Friday, 6 February 2015

David Sloane Wilson has doubts; asks for help

People have been trying for decades to find something that group selection predicts that kin selection does not. Now the results are in. The most coherent forms of group selection make no new predictions. They are an alternative accounting technique that makes the same set of predictions that kin selection makes. This is fairly widely acknowledged by most of the parties involved these days. Of course, kin selection has been part of the standard orthodoxy in biology for decades.

However, it seems that David Sloane Wilson still has doubts about this. He doesn't see how to apply kin selection in some cases - and he's publicly asking for help. As far as I can see, David has nothing. One of his three examples is cultural group selection. I replied here.

I'm not sure how much help David will get from other kin selection enthusiasts. Most have been unimpressed with David's attempts to rechristen and take credit for a well-established existing theory. Group selection has a long association with junk science. Kin selection depends on close relatedness to produce adaptations. If you emphasize group membership instead of close relatedness - you include a bunch of cases where there's no close relatedness, and adaptations are not produced. Group selection was pushed by kin selection into the scientific fringes - where it focused on cases not obviously explicable by kin selection - which were mostly cases where the theory didn't actually work. In short, group selection is kin selection's evil twin.

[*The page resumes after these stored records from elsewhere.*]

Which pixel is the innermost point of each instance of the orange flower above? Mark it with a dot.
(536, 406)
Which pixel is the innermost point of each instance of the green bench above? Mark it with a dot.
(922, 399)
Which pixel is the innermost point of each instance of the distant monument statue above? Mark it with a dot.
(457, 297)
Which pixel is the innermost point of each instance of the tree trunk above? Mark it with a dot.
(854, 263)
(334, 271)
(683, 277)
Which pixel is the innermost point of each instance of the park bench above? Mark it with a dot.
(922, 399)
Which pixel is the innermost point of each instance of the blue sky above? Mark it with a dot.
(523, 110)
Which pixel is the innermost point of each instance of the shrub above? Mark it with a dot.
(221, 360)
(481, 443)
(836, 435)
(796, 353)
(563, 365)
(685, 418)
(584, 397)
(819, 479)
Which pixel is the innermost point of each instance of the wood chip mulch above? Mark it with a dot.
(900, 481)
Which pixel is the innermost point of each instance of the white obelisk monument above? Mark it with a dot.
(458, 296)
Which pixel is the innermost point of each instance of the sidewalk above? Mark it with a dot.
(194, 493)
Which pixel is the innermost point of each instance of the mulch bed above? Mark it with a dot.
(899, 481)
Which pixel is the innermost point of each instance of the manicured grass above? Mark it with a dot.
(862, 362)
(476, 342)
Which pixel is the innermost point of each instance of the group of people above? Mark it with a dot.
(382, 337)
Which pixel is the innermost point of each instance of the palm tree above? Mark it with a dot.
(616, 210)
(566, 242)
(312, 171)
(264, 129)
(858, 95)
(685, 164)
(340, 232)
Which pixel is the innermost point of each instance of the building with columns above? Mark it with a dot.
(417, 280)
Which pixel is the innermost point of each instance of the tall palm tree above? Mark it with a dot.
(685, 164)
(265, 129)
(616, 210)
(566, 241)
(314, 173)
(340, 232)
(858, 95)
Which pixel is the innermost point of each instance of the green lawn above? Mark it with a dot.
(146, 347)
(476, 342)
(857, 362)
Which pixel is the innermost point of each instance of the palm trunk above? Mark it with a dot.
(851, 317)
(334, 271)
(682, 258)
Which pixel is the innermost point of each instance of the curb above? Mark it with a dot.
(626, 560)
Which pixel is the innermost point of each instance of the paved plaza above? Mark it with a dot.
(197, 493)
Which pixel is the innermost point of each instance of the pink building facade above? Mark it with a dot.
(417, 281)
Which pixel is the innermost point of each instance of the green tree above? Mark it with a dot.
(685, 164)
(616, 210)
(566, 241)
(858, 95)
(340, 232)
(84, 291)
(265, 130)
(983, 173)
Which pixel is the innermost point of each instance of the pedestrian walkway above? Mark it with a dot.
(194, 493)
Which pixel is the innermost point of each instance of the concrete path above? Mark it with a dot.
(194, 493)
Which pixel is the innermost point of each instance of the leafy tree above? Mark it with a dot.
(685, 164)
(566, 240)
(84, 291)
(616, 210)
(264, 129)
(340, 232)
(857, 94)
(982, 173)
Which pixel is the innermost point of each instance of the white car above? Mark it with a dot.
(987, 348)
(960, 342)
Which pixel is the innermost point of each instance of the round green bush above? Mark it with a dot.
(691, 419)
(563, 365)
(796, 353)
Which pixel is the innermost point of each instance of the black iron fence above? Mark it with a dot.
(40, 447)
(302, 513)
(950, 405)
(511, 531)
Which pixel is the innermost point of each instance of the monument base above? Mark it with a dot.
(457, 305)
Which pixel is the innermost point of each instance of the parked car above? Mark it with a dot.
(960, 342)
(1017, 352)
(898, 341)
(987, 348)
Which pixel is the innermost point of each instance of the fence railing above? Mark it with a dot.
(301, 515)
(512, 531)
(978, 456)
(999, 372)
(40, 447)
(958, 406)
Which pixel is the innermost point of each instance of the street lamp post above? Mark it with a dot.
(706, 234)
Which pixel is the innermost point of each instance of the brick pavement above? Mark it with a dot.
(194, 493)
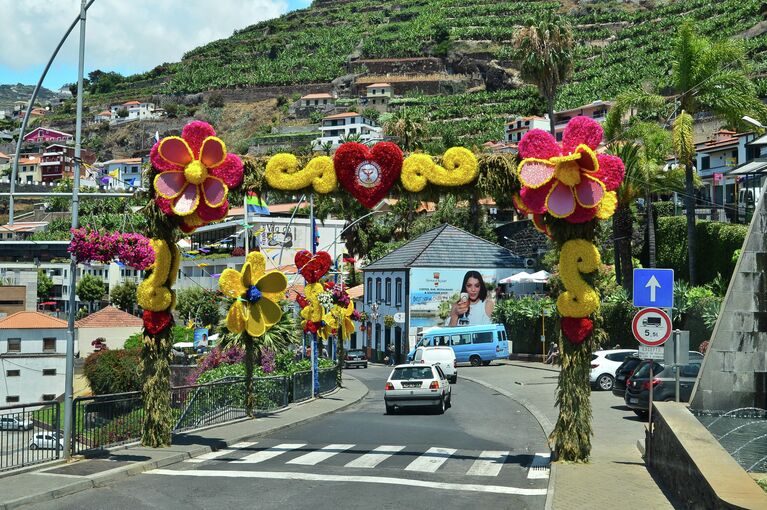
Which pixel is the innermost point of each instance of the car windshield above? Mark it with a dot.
(404, 373)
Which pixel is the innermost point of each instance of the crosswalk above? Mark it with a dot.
(478, 464)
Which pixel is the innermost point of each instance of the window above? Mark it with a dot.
(485, 337)
(49, 345)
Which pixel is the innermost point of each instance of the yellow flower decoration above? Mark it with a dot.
(256, 292)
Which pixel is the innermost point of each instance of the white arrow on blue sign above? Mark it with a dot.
(654, 287)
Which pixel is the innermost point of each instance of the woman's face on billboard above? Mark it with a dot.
(472, 288)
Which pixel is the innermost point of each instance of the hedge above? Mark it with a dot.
(716, 243)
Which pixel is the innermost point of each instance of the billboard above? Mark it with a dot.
(453, 297)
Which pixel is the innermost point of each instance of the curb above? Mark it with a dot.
(543, 421)
(120, 473)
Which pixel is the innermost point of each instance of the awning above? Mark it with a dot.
(752, 167)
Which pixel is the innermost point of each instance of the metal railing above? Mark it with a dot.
(30, 434)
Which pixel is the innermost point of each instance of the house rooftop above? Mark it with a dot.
(31, 320)
(110, 317)
(447, 246)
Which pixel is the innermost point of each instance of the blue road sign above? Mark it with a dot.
(654, 287)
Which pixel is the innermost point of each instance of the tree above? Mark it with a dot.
(199, 305)
(123, 296)
(90, 288)
(276, 339)
(545, 49)
(44, 285)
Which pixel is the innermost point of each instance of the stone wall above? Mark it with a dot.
(689, 463)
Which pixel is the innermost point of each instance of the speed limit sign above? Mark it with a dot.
(651, 326)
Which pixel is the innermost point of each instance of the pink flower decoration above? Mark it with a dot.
(195, 175)
(567, 182)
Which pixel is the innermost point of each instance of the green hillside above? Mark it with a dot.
(620, 45)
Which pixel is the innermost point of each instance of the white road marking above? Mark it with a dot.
(283, 475)
(430, 461)
(372, 459)
(539, 467)
(488, 464)
(310, 459)
(222, 452)
(255, 458)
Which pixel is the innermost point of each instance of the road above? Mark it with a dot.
(477, 455)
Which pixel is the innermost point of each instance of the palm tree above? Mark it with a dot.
(275, 339)
(408, 128)
(706, 76)
(545, 48)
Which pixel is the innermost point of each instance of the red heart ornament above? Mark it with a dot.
(154, 322)
(313, 267)
(368, 174)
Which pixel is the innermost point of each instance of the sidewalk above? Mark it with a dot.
(616, 471)
(46, 482)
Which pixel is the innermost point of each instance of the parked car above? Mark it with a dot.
(629, 366)
(14, 423)
(442, 356)
(663, 383)
(46, 441)
(355, 358)
(414, 385)
(603, 367)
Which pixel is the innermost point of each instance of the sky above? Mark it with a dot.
(127, 36)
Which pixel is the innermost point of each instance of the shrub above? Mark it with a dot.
(113, 371)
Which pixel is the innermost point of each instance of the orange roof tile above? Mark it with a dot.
(110, 317)
(31, 320)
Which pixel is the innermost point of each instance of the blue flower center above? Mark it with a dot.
(253, 294)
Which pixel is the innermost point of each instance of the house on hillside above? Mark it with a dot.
(412, 287)
(33, 358)
(112, 324)
(44, 135)
(336, 128)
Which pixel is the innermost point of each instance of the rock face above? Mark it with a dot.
(734, 371)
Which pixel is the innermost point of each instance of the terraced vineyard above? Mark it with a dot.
(620, 45)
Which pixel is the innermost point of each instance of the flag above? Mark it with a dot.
(256, 204)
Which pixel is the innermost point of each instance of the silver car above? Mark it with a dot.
(417, 386)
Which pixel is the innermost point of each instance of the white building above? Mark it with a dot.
(336, 128)
(32, 358)
(124, 173)
(517, 128)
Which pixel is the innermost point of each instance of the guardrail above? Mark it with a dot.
(30, 434)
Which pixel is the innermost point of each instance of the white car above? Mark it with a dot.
(442, 356)
(416, 385)
(603, 367)
(46, 441)
(14, 423)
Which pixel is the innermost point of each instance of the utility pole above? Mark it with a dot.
(68, 390)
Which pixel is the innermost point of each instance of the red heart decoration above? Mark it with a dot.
(313, 267)
(154, 322)
(576, 329)
(368, 174)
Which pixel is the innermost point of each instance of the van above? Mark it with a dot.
(442, 356)
(478, 345)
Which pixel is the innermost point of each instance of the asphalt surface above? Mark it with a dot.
(480, 453)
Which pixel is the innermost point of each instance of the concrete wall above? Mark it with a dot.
(689, 462)
(737, 355)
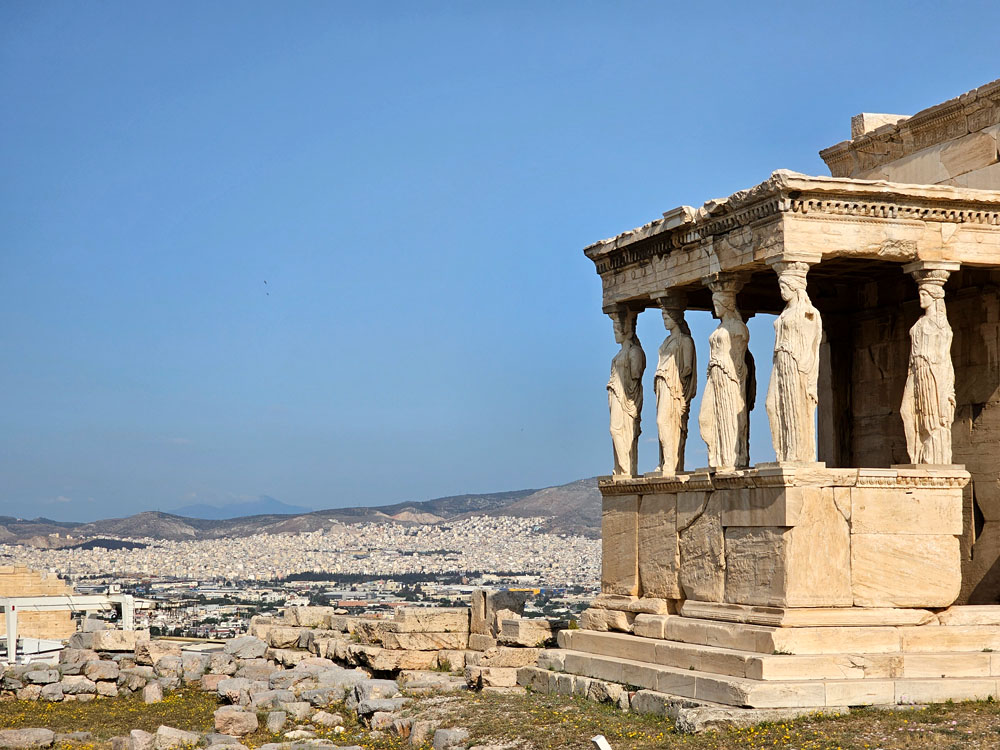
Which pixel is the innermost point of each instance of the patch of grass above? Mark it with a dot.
(539, 722)
(187, 709)
(443, 665)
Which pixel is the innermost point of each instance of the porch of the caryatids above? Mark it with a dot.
(625, 394)
(674, 384)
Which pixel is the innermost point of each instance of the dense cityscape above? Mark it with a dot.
(211, 588)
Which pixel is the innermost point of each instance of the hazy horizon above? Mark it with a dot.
(335, 251)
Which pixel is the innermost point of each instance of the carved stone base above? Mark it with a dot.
(891, 656)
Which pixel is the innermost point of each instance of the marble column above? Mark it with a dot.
(792, 391)
(928, 406)
(674, 384)
(625, 394)
(724, 416)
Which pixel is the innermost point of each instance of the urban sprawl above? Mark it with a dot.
(211, 588)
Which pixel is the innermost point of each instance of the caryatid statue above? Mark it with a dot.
(792, 392)
(928, 407)
(625, 395)
(724, 418)
(674, 383)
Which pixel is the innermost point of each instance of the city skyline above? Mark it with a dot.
(334, 256)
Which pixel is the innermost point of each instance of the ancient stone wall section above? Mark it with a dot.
(880, 349)
(952, 143)
(841, 538)
(17, 580)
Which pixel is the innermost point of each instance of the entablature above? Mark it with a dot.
(790, 215)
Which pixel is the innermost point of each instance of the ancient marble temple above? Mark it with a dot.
(881, 516)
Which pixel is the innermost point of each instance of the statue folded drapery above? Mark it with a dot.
(625, 396)
(792, 391)
(674, 383)
(723, 417)
(928, 406)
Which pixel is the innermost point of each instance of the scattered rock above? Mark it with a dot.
(167, 738)
(446, 738)
(276, 721)
(234, 690)
(77, 684)
(100, 670)
(152, 693)
(26, 738)
(325, 719)
(150, 652)
(42, 676)
(235, 721)
(51, 692)
(246, 647)
(140, 740)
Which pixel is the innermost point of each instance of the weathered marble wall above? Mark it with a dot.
(873, 346)
(823, 538)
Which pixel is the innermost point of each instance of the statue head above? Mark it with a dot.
(624, 323)
(724, 303)
(930, 289)
(671, 318)
(792, 279)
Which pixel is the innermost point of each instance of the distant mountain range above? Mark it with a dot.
(262, 506)
(573, 508)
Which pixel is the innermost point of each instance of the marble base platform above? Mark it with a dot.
(815, 660)
(787, 536)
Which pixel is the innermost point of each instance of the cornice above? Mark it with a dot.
(790, 193)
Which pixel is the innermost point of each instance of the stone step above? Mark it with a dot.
(756, 666)
(799, 617)
(737, 691)
(819, 640)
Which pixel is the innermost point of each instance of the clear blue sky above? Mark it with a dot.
(415, 183)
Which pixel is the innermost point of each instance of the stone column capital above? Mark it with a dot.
(725, 281)
(671, 299)
(783, 260)
(917, 266)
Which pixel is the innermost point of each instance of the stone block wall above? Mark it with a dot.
(17, 580)
(868, 538)
(877, 353)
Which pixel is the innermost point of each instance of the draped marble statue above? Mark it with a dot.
(674, 383)
(792, 391)
(723, 418)
(928, 407)
(625, 396)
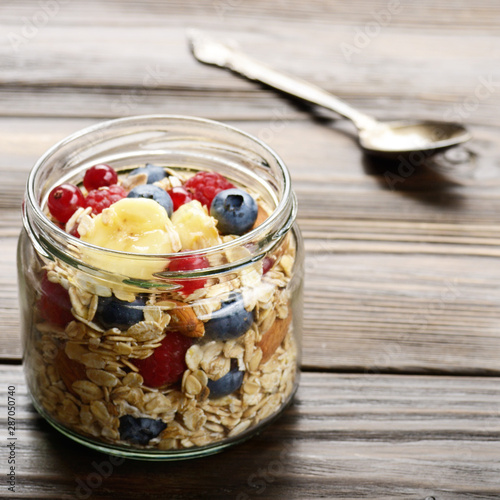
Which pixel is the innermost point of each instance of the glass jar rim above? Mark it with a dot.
(277, 224)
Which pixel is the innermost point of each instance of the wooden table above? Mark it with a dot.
(400, 394)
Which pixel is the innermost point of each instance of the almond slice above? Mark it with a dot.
(262, 215)
(272, 339)
(184, 320)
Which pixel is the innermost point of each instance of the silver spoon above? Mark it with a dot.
(375, 137)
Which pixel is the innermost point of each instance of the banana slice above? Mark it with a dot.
(133, 225)
(195, 227)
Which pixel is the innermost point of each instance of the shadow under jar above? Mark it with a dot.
(204, 357)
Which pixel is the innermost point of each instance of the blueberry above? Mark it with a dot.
(154, 173)
(231, 321)
(140, 430)
(235, 210)
(112, 312)
(227, 384)
(155, 193)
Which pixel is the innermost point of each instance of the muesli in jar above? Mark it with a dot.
(176, 356)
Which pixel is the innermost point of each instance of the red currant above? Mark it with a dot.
(99, 176)
(102, 198)
(180, 196)
(54, 304)
(189, 285)
(64, 200)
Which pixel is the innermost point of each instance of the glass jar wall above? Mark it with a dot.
(134, 355)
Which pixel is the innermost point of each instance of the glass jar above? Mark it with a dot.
(227, 333)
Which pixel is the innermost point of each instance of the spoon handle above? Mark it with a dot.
(210, 51)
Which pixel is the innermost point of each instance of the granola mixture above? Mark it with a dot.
(86, 377)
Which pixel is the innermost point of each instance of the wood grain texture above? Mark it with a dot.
(402, 273)
(346, 436)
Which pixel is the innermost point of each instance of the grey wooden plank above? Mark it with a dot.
(346, 436)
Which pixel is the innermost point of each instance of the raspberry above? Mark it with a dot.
(102, 198)
(54, 304)
(167, 364)
(179, 196)
(189, 264)
(205, 185)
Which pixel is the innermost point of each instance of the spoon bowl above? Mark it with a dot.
(405, 137)
(388, 139)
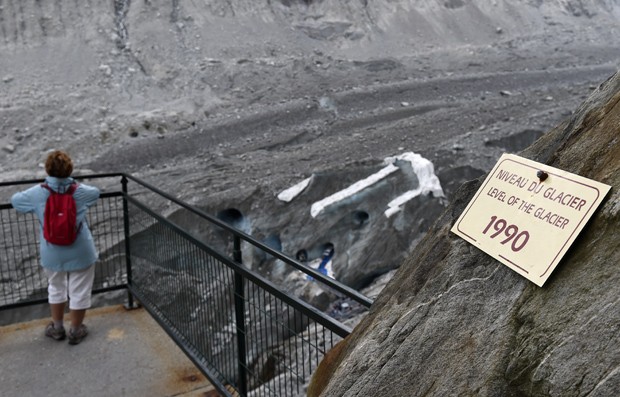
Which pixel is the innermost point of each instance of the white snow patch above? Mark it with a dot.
(351, 190)
(423, 168)
(429, 183)
(293, 191)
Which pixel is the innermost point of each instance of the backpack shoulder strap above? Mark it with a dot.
(72, 188)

David engages in a bit of a straw man attack on kin selection in his article. He focuses on Hamilton's rule. Hamilton's rule is one of the findings by kin selection theorists - but it isn't the same thing as kin selection. Here's how Hamilton explained the topic:

The existence of altruism in nature can be explained by thinking about the replication of genes. We need to descend to the level of the gene, rather than the individual, in order to see that the gene exists surrounded by copies of identical genes that exist in all its relatives - in particular in its close relatives, its siblings, who have a half chance of carrying a copy of that particular gene, its offspring, which also have a half chance, parents: a half-chance, cousins: one eighth, etc. Seeing this swarm of genes that exists around a particular one, we can then ask what is the behavior caused by this gene that is most likely to cause the propagation of this set of copies in the relatives around it.
That is more like kin selection in a nutshell. Of course, these days, we have to clarify that it's the evolutionary gene that we mean here. Hamilton's rule is the product of kin selection and a bunch of assumptions.